Prezydent Miedwiediew odleciał z Krakowa


Prezydent Rosji Dmitrij Miedwiediew podczas uroczystej mszy żałobnej ( fot. Radek Pietruszka, PAP)
„Jasne jest, że dla Polski, dla Polaków jest to po prostu tragedia narodowa, ale i w naszym kraju wywołała ona bardzo gorzkie emocje. Właśnie dlatego ogłosiliśmy żałobę narodową i uznałem za słuszne, by być tutaj dzisiaj i odprowadzić w ostatnią drogę prezydenta Polski Lecha Kaczyńskiego i jego małżonkę Marię” – powiedział prezydent Rosji Dmitrij Miedwiediew, który uczestniczył w pogrzebie pary prezydenckiej w Krakowie.

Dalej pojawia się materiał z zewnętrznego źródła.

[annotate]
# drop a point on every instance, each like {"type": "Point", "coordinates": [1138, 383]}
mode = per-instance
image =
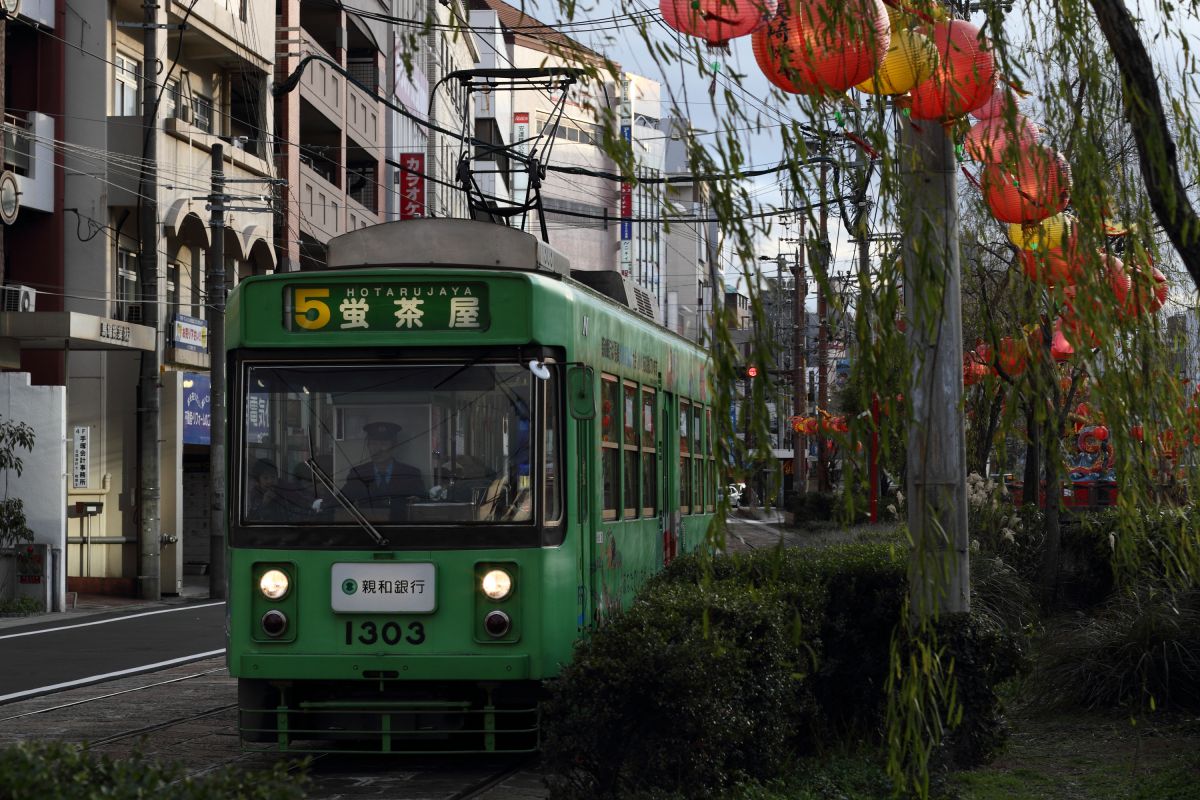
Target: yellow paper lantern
{"type": "Point", "coordinates": [1048, 234]}
{"type": "Point", "coordinates": [911, 59]}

Rosyjski prezydent podkreślił znaczenie wzajemnych stosunków ekonomicznych oraz rozwiązywania najtrudniejszych problemów, "jednym z których jest tragedia katyńska". Zaznaczył przy tym, że Rosja już dawno oceniła Katyń. „Tragedia katyńska to wina Stalina. Należy przeprowadzić dodatkowe badania, ale stanowisko państwa rosyjskiego zostało już dawno sformułowane i jest niezmienne” – powiedział Miedwiediew.

Tuż przed odlotem z lotniska w Balicach prezydent Rosji udzielił krótkiego wywiadu Telewizji Polskiej.